Workshop Teaches Kids about Film and Climate Change

elbren_see_stories.jpgStudents interview subject for climate change documentaries. Suyet in chair, Montuya in blue. Photo by Marie Acemah

Kayla Desroches/KMXT

A film workshop is teaching middle school and high school students about the environment and film-making at the same time, and they’re about to present their work. The kids write, narrate, and film their own documentaries on their topics of choice.

The film intensive began on June 1 in partnership with the Baranov Museum and the Kodiak Historical Society, and is free for the students thanks to its sponsors and supporters, which include the Kodiak Island Borough School District and AKTEACH.

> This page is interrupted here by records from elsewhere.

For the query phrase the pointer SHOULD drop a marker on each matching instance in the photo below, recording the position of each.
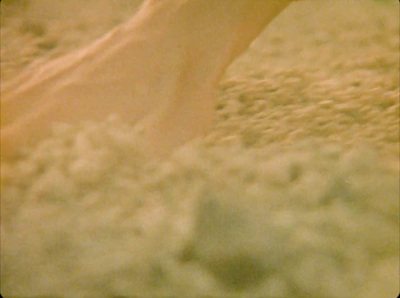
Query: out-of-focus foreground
(294, 192)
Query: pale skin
(159, 70)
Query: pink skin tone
(160, 70)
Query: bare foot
(162, 67)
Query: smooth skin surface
(161, 68)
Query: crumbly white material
(294, 193)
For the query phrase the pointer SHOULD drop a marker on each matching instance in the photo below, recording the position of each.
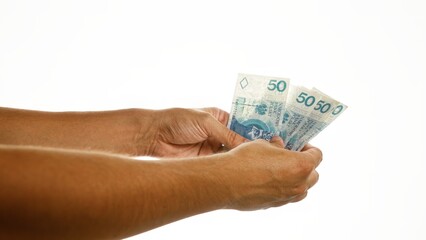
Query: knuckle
(300, 189)
(303, 168)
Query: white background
(369, 54)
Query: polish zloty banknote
(326, 111)
(258, 105)
(300, 104)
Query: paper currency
(326, 111)
(258, 105)
(301, 102)
(267, 106)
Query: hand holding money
(267, 106)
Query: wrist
(146, 132)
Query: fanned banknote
(326, 111)
(258, 105)
(267, 106)
(300, 103)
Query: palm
(184, 134)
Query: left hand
(192, 132)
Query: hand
(190, 132)
(263, 174)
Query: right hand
(263, 175)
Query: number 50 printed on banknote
(258, 105)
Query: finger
(299, 197)
(221, 115)
(312, 154)
(312, 179)
(277, 141)
(222, 134)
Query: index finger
(312, 153)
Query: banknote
(258, 105)
(301, 103)
(326, 111)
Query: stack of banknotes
(267, 106)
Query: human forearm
(113, 131)
(67, 194)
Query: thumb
(277, 141)
(224, 135)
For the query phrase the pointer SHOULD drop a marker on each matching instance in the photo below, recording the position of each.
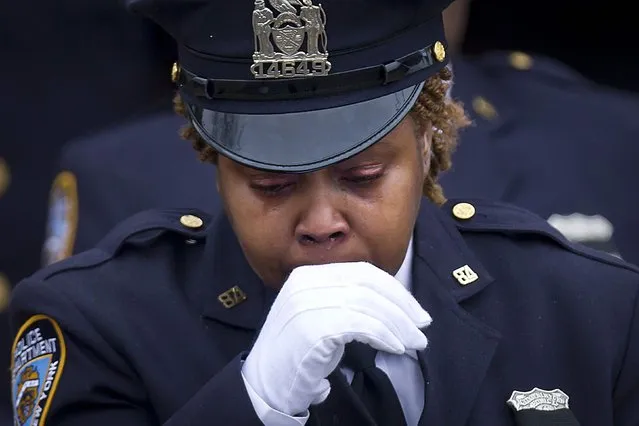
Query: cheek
(260, 229)
(388, 222)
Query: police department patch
(63, 219)
(38, 356)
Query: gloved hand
(318, 310)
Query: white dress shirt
(402, 370)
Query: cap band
(333, 84)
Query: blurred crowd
(88, 135)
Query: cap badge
(281, 31)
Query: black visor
(302, 141)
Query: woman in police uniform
(331, 291)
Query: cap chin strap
(300, 88)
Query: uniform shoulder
(482, 216)
(138, 231)
(531, 66)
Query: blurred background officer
(547, 139)
(544, 138)
(65, 67)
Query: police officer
(537, 141)
(547, 139)
(113, 174)
(330, 290)
(65, 66)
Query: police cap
(295, 85)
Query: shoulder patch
(62, 222)
(37, 360)
(139, 230)
(505, 218)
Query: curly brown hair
(434, 108)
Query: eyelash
(273, 190)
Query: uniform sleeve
(63, 372)
(626, 396)
(67, 373)
(87, 199)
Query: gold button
(175, 72)
(5, 292)
(484, 108)
(5, 176)
(521, 61)
(440, 51)
(191, 221)
(463, 211)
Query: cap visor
(302, 141)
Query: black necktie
(373, 386)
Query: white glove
(318, 310)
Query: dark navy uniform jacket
(68, 68)
(543, 138)
(146, 340)
(548, 140)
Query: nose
(322, 225)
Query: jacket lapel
(460, 346)
(228, 290)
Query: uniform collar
(403, 275)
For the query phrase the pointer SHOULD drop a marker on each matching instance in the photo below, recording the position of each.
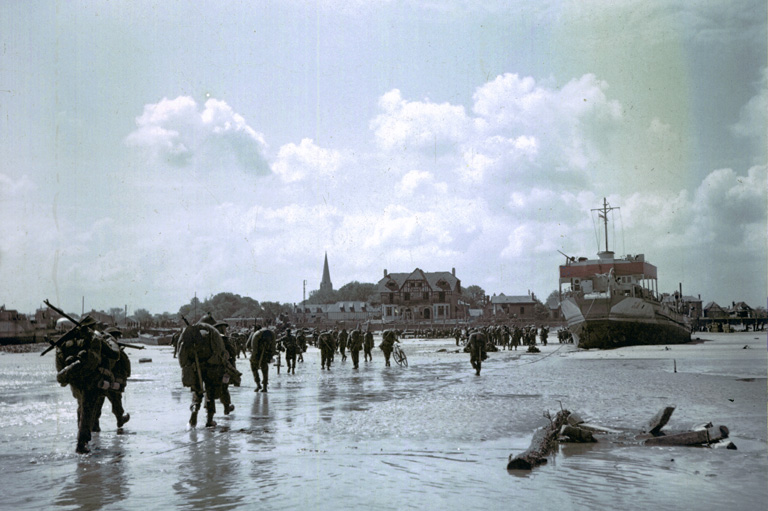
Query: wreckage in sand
(612, 302)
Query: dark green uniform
(263, 348)
(355, 345)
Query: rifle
(68, 335)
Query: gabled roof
(501, 298)
(437, 281)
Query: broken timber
(542, 444)
(705, 436)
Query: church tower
(325, 284)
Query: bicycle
(399, 355)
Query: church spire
(325, 284)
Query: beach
(432, 435)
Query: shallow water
(429, 436)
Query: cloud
(753, 120)
(417, 124)
(297, 162)
(180, 133)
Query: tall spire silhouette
(325, 284)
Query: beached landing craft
(611, 302)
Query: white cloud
(179, 133)
(296, 162)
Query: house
(420, 295)
(517, 306)
(741, 310)
(332, 312)
(713, 310)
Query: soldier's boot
(82, 444)
(123, 419)
(193, 417)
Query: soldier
(79, 357)
(387, 343)
(343, 336)
(206, 368)
(326, 344)
(355, 345)
(301, 341)
(121, 370)
(477, 350)
(263, 348)
(232, 350)
(291, 350)
(368, 346)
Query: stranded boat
(611, 302)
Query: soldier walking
(263, 348)
(343, 336)
(121, 371)
(355, 345)
(477, 350)
(368, 346)
(291, 350)
(325, 341)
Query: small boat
(611, 302)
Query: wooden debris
(659, 420)
(576, 434)
(701, 437)
(542, 444)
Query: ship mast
(603, 214)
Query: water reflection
(208, 472)
(99, 479)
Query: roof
(437, 281)
(501, 298)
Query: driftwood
(542, 444)
(701, 437)
(659, 420)
(576, 434)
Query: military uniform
(387, 344)
(291, 350)
(326, 345)
(82, 362)
(477, 350)
(263, 348)
(206, 368)
(121, 371)
(368, 346)
(343, 336)
(355, 345)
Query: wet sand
(430, 436)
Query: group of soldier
(91, 359)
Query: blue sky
(154, 150)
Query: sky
(156, 151)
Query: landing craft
(612, 302)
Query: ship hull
(607, 323)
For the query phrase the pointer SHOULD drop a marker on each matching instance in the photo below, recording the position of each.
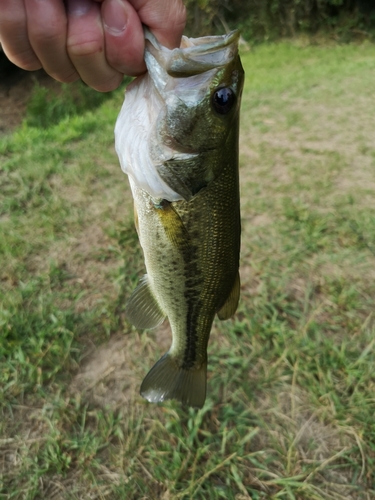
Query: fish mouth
(195, 55)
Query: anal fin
(142, 309)
(230, 306)
(167, 380)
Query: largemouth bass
(177, 139)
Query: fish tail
(168, 380)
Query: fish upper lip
(194, 56)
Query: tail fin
(166, 380)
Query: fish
(177, 140)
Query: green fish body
(182, 160)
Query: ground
(290, 406)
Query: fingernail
(78, 7)
(115, 16)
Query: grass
(290, 406)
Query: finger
(86, 46)
(14, 37)
(124, 39)
(47, 28)
(166, 19)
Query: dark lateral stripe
(179, 236)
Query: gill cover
(172, 116)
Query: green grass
(290, 406)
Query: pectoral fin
(142, 309)
(230, 306)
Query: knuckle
(77, 49)
(110, 84)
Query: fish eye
(223, 100)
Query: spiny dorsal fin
(230, 306)
(142, 309)
(167, 380)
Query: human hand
(96, 40)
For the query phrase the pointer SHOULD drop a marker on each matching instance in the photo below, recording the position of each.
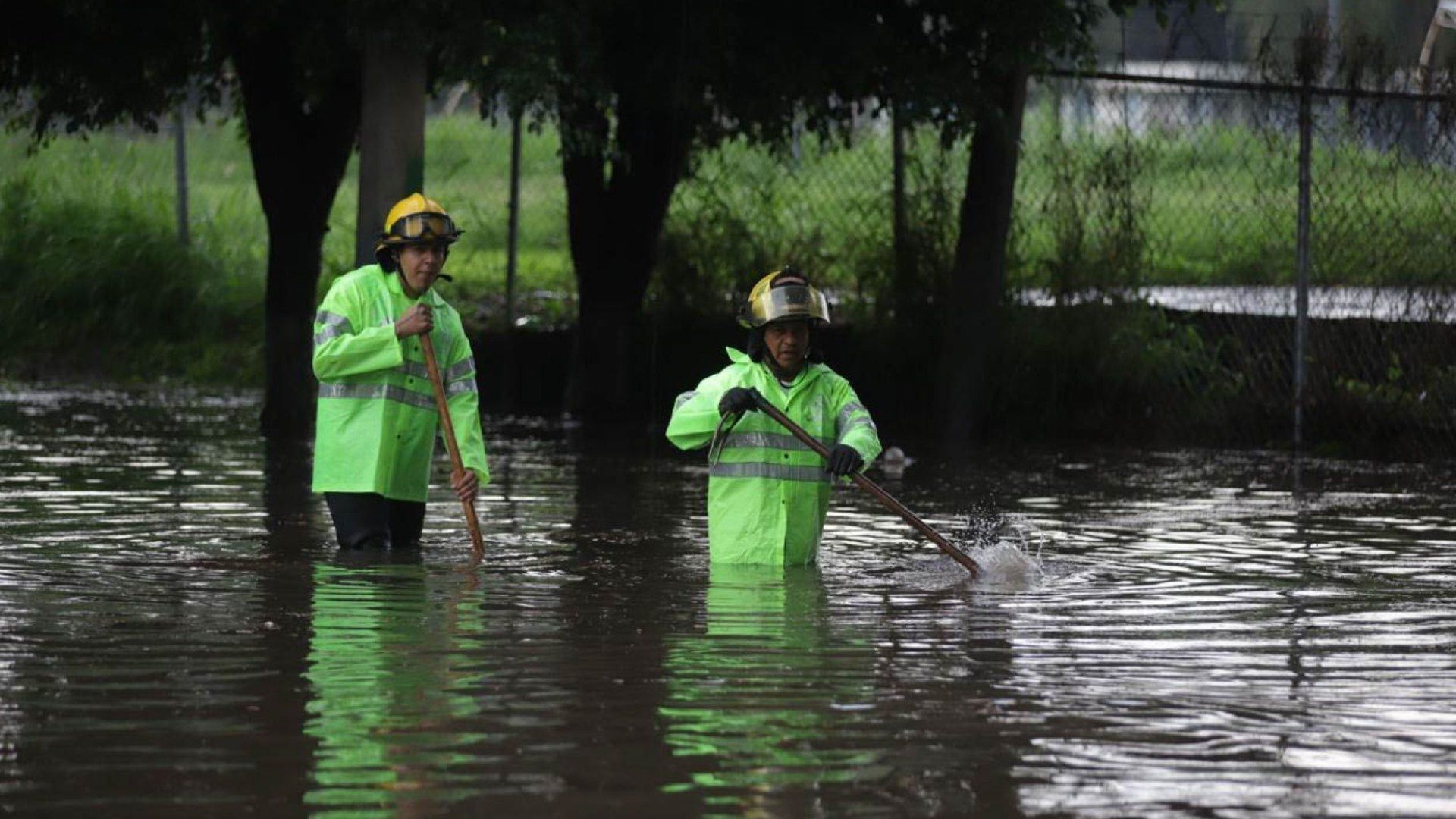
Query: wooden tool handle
(428, 347)
(873, 488)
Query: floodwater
(1209, 634)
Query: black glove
(739, 400)
(843, 460)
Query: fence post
(180, 158)
(513, 219)
(905, 261)
(1302, 264)
(513, 231)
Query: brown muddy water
(1210, 634)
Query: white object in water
(893, 463)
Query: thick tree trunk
(979, 279)
(300, 145)
(615, 224)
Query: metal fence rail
(1298, 242)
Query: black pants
(373, 521)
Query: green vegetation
(92, 226)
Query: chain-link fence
(1163, 243)
(1305, 234)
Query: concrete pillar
(392, 134)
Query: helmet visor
(789, 302)
(424, 226)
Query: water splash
(1008, 550)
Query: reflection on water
(761, 695)
(1206, 635)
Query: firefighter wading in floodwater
(378, 419)
(767, 491)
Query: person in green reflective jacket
(378, 420)
(766, 491)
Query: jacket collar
(805, 376)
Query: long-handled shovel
(428, 347)
(873, 488)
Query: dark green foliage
(104, 287)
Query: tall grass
(91, 224)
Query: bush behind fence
(1181, 196)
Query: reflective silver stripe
(334, 324)
(843, 425)
(767, 441)
(460, 369)
(463, 385)
(389, 392)
(328, 333)
(855, 425)
(331, 319)
(813, 474)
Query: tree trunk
(615, 224)
(300, 145)
(979, 279)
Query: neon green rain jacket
(378, 416)
(767, 493)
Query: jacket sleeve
(695, 413)
(341, 347)
(463, 398)
(854, 426)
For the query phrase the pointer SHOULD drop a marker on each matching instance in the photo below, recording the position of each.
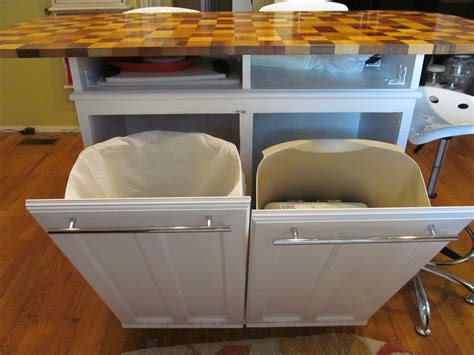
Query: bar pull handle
(207, 228)
(296, 240)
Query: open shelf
(371, 78)
(223, 126)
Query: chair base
(423, 302)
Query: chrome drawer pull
(208, 228)
(363, 240)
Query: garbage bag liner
(157, 164)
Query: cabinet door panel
(160, 279)
(338, 283)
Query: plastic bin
(322, 267)
(375, 173)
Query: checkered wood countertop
(221, 33)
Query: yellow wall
(32, 90)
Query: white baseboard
(44, 128)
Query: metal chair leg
(423, 307)
(437, 165)
(453, 278)
(469, 298)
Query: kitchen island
(172, 279)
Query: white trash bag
(157, 164)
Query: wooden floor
(47, 308)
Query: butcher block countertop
(227, 33)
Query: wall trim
(44, 128)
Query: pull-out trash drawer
(157, 223)
(338, 266)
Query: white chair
(441, 114)
(158, 10)
(304, 5)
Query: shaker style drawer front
(157, 262)
(339, 267)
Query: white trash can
(157, 164)
(157, 223)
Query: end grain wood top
(219, 33)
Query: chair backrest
(158, 10)
(304, 5)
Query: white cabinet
(335, 282)
(163, 278)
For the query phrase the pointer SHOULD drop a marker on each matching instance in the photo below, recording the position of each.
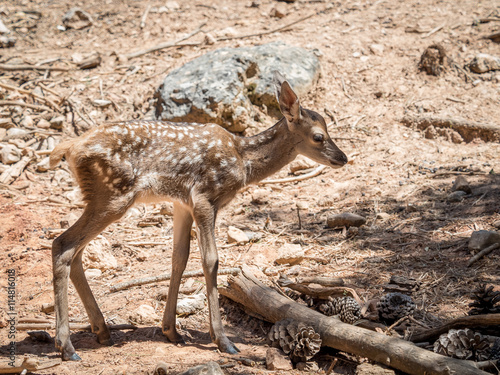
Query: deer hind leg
(66, 260)
(204, 215)
(183, 222)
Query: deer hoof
(174, 337)
(72, 357)
(227, 346)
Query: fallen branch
(467, 129)
(73, 326)
(10, 174)
(27, 364)
(167, 276)
(12, 68)
(164, 45)
(270, 31)
(403, 355)
(22, 104)
(483, 253)
(321, 292)
(316, 171)
(462, 322)
(22, 91)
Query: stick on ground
(167, 276)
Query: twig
(145, 16)
(22, 104)
(316, 171)
(483, 253)
(484, 320)
(270, 31)
(396, 323)
(344, 88)
(22, 91)
(164, 45)
(11, 68)
(167, 276)
(433, 31)
(73, 326)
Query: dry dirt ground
(397, 178)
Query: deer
(200, 168)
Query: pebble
(461, 184)
(277, 360)
(10, 154)
(345, 219)
(456, 196)
(235, 235)
(43, 124)
(93, 273)
(57, 122)
(144, 314)
(43, 165)
(290, 254)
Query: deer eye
(318, 138)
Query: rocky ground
(399, 177)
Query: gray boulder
(221, 86)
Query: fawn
(200, 167)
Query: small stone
(43, 165)
(10, 154)
(97, 255)
(235, 235)
(190, 304)
(483, 63)
(144, 314)
(461, 184)
(27, 122)
(167, 209)
(483, 238)
(383, 216)
(302, 205)
(13, 133)
(209, 39)
(277, 360)
(377, 49)
(43, 124)
(260, 196)
(456, 196)
(373, 369)
(307, 366)
(290, 254)
(211, 368)
(93, 273)
(47, 308)
(345, 219)
(57, 122)
(278, 11)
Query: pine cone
(347, 308)
(394, 306)
(463, 344)
(296, 339)
(495, 350)
(484, 301)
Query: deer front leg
(81, 284)
(205, 223)
(183, 222)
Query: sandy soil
(397, 178)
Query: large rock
(221, 86)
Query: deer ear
(289, 103)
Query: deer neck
(267, 152)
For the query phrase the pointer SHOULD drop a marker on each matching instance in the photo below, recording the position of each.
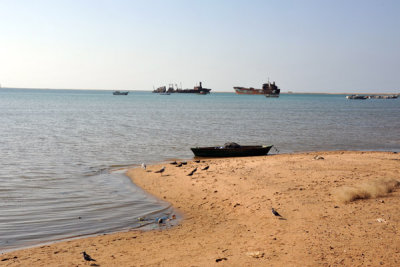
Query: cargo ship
(196, 90)
(268, 90)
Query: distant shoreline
(282, 93)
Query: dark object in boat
(120, 93)
(87, 257)
(193, 171)
(228, 151)
(275, 212)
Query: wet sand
(338, 208)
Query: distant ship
(268, 90)
(196, 90)
(120, 93)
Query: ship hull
(252, 91)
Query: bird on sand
(193, 171)
(87, 257)
(161, 170)
(275, 212)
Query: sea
(64, 152)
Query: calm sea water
(60, 148)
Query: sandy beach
(338, 208)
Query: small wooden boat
(231, 151)
(120, 93)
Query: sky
(328, 46)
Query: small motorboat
(231, 150)
(120, 93)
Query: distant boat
(196, 90)
(360, 97)
(120, 93)
(268, 90)
(231, 150)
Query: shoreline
(227, 218)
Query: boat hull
(243, 151)
(120, 93)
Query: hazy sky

Kodiak High School freshman, Jessica Suyet, is one of the students and describes the project as both engaging and educational.

“We’re working on iMovies that are based on climate change and we’re working on films that educate others and can entertain others about our topics. Which we all have individual topics,” says Suyet. “Mine would be ocean acidification, which includes animals, economy, and our ecosystems.”

Suyet and freshman Elbren Montuya say the editing process is a lot of work.

“It usually takes hours, like maybe six hours or more, just to get at least one minute or at least two minutes and if you wanted like a ten minute film, you’d have to work for about three weeks on it. So, it takes a lot of time to edit,” says Suyet.

“This is a really intense intensive,” Montuya adds.

Montuya says his topic connects to Suyet’s and ties into renewable energy.                

“When you talk about renewable energy, you talk about the atmosphere and the ocean and a little bit about how it relates to ocean acidification and how it impacts it greatly ‘cause ocean acidification is a big thing, especially for Alaska, and it affects marine animals and I feel like renewable energy could change that,” says Montuya.

Their instructor, Marie Acemah, says this is the fourth year of the project.

“We looked last year at the Exon Valdez oil spill and before that [the] 1964 earthquake and tsunami, and the first year we studied Filipino community stories. So, every year is different,” says Acemah. “And it’s also almost like an internship because all of that footage goes to the Baranov Museum in their archives for researchers to use.”

The class ends today and the students will screen their films at 7 p.m. Saturday at the public library. The event is open to the public.